Two commonly cited types of aquatic environmental degradation are pollution by fungicides (e.g., chlorothalonil) and excess plant growth (i.e., eutrophication). This paper examines the impacts of these conditions on the suffering of wild animals. Both chlorothalonil and eutrophication decrease populations of complex animals, so prima facie, they should decrease wild-animal suffering. However, it would be expected that increasing primary productivity would increase the total biomass of animals in an ecosystem. Even if chlorothalonil and eutrophication decrease the populations of large animals, it seems that other species would fill these niches. The question, then, is how much weight should be given to the sentience of invertebrates such as macroarthropods. In addition, chlorothalonil may have other negative effects, such as increased disease.
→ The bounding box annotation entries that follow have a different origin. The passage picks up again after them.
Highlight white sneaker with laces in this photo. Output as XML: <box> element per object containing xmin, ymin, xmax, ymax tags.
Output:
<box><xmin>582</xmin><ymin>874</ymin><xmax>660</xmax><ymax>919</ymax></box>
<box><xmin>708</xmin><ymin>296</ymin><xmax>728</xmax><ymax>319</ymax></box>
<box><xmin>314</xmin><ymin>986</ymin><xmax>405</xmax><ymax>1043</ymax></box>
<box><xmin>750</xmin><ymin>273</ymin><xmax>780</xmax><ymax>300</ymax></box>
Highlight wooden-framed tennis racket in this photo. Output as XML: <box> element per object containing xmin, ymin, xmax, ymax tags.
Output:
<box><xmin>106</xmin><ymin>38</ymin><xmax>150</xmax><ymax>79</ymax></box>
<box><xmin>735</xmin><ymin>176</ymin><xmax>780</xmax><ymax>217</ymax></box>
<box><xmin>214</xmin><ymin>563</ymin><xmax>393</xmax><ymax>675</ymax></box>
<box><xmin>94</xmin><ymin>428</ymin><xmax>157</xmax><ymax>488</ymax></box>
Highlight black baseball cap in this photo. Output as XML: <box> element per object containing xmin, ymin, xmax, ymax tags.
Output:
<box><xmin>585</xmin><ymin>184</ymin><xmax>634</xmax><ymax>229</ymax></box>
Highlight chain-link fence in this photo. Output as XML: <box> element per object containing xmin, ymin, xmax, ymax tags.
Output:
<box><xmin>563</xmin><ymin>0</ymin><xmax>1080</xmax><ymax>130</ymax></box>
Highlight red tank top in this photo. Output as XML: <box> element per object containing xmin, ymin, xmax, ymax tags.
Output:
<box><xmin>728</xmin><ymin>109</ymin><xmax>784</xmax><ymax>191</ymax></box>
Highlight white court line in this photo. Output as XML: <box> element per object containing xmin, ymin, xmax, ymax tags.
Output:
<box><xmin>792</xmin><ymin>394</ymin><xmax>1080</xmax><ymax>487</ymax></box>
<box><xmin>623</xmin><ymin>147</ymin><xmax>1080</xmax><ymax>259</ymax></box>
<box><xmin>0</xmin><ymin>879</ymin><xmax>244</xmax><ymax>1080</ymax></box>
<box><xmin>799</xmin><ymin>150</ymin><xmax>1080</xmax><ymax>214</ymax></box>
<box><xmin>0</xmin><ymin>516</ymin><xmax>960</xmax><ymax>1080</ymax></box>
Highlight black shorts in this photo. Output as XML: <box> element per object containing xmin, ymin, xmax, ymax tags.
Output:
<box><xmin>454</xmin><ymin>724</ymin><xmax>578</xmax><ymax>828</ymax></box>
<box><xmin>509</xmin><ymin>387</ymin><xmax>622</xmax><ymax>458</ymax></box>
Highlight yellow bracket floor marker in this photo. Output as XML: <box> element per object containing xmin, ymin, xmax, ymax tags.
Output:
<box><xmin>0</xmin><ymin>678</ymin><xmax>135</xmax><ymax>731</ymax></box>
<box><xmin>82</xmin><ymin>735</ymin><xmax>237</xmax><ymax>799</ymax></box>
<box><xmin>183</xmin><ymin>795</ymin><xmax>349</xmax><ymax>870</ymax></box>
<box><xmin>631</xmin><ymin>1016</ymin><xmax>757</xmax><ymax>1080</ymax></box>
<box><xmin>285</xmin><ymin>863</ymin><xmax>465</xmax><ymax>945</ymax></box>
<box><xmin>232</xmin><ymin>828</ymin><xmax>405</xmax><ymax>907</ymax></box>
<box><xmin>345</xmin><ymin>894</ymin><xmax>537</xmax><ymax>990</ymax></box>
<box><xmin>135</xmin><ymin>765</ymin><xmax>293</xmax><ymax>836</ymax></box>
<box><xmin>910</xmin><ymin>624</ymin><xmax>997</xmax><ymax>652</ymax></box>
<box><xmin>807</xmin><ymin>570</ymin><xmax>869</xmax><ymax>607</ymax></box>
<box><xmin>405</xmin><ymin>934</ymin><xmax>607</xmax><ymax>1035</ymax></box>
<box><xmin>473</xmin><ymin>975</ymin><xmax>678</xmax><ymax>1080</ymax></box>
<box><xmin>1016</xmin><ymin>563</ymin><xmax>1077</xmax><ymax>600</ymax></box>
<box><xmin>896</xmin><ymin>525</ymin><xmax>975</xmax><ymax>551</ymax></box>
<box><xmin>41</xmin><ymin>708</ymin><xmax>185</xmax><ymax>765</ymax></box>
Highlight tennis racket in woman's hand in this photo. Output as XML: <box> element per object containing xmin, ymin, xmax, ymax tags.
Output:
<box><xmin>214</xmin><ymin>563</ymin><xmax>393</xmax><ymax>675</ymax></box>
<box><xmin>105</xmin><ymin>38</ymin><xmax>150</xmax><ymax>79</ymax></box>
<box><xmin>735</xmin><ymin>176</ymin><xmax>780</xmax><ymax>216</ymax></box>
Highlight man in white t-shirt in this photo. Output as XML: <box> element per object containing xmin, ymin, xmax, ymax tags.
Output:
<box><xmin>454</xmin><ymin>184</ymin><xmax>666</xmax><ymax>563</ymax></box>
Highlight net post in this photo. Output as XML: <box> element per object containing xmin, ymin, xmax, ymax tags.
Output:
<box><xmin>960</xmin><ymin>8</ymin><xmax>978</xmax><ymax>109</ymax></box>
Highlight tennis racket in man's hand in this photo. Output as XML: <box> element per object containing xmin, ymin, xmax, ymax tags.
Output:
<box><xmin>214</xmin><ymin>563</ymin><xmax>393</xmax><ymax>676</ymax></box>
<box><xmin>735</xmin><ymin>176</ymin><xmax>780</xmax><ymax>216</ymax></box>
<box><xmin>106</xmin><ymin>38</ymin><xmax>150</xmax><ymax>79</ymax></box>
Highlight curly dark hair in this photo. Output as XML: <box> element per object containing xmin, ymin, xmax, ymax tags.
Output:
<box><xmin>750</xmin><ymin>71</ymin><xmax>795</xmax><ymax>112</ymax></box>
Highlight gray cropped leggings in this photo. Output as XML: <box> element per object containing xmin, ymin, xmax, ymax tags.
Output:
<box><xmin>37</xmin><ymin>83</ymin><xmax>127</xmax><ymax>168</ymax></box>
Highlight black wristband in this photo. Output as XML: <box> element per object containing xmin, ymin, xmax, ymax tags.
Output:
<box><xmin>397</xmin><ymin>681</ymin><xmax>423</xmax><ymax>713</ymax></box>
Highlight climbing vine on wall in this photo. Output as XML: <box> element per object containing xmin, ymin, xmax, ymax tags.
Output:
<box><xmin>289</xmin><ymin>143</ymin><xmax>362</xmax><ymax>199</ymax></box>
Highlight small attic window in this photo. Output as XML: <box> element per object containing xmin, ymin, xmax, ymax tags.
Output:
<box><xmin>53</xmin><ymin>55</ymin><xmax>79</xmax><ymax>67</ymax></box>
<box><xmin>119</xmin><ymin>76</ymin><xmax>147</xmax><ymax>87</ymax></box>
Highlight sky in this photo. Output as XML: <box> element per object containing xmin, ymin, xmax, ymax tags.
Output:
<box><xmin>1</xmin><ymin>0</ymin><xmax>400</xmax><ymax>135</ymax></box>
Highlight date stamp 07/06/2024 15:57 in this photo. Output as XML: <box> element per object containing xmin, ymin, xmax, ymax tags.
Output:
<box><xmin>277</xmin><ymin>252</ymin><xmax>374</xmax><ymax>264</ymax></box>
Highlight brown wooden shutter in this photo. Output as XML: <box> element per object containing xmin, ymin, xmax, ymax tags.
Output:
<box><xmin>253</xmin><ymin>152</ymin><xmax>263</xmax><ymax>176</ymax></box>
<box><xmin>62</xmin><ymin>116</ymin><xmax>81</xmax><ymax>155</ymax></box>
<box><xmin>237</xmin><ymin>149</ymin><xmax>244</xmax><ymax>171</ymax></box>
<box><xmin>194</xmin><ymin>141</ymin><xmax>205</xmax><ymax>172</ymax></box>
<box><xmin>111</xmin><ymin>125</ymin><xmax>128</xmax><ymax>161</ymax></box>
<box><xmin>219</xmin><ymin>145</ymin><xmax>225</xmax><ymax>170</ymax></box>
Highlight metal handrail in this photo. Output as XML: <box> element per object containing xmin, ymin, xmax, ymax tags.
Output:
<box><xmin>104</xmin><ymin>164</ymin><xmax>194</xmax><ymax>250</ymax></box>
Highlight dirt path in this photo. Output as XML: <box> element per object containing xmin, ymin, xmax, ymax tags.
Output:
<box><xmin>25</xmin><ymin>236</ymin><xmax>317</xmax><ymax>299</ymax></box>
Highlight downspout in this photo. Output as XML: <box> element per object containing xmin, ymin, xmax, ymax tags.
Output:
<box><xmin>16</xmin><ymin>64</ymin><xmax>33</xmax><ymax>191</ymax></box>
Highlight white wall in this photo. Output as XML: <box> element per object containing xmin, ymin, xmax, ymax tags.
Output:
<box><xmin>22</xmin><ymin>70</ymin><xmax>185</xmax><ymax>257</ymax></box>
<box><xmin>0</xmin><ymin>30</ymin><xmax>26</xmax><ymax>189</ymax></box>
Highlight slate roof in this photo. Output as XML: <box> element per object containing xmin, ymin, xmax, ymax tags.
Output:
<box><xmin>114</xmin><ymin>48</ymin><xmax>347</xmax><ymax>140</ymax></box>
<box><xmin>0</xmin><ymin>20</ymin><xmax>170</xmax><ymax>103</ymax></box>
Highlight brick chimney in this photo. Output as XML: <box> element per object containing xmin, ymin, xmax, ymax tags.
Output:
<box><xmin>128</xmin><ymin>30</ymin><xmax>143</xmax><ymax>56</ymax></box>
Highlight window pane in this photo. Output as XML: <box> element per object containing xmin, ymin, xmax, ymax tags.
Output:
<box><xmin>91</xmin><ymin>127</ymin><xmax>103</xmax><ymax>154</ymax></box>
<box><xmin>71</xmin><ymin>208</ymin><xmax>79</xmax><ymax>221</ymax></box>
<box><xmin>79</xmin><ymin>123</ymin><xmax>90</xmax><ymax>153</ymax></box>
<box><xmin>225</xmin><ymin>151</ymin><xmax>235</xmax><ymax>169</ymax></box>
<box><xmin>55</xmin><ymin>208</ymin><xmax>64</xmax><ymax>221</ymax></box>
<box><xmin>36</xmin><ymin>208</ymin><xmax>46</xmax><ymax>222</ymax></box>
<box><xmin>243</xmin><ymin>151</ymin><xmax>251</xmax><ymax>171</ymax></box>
See also "How Eutrophication Affects Freshwater Invertebrate Populations".

Introduction

Many human interventions in nature have caused more mortality in higher trophic levels than in lower ones. There are several ways this can occur. For example, large predators such as wolves have been intentionally killed in the US. Another cause is biomagnification, the process in which toxins or pollutants become more concentrated in higher levels of the food chain. Finally, external stressors and unstable environments can lead to an increase in fast-reproducing r-selected species at the expense of the larger, more complex K-strategists, which tend to occupy higher levels of the food chain. Since the animals at higher levels of the food chain seem more likely to be conscious, it might appear that exterminating them would on the whole reduce wild-animal suffering. On the other hand, if this results in an increase in population at lower levels of the food chain, it is not so clear what the net effects are. The population at lower trophic levels is often orders of magnitude greater than that at higher ones, so the total suffering of lower organisms could be very great. In addition, the r-selected species at lower trophic levels have very high mortality. Of course, at some point the probability of consciousness becomes virtually zero. For example, it is almost certainly good to increase fungi life at the expense of animal life when such a tradeoff is available. Yet in most cases, the low trophic levels will have a large impact on total suffering and must be factored into environmental decisions. The following two case studies demonstrate anthropogenic change to species balance in ecosystems and discuss implications for wild-animal suffering.

Fungicides

Chlorothalonil was the third-most commonly used fungicide in the US in 1997 (Gianessi, 2000). It is a broad-spectrum agent, which means that it affects many different species. In many animals it binds to glutathione, disrupting cellular respiration (McMahon, 2012). It is toxic to shrimp, insects, and fish at the peak expected environmental concentration (EEC) of 164 micrograms per liter (Caux, 1996; Grabusky, 2004). In addition, it kills aquatic invertebrates (Litchfield, 1996), amphibians, gastropods, and zooplankton (McMahon, 2011). The physiological effects are wide-ranging and include gill damage and severe anemia in fish and immobilization of crab larvae and water fleas (Cox, 1997). Some organisms are killed relatively quickly. For example, most amphibians die within a twenty-four hour exposure (McMahon, 2011). In these cases it may decrease net suffering, mostly by preventing the existence of future generations. This is also achieved more humanely through the suppression of eggs laid and number of hatchlings per egg (Litchfield, 1996). However, in other animals it may cause suffering without death, by reducing immune function in fish and oysters, for example (Baier-Anderson, 2000; Shelley, 2009). Parasitism and chronic disease might lead to increased suffering. Still, it seems that overall chlorothalonil decreases suffering among the organisms it affects.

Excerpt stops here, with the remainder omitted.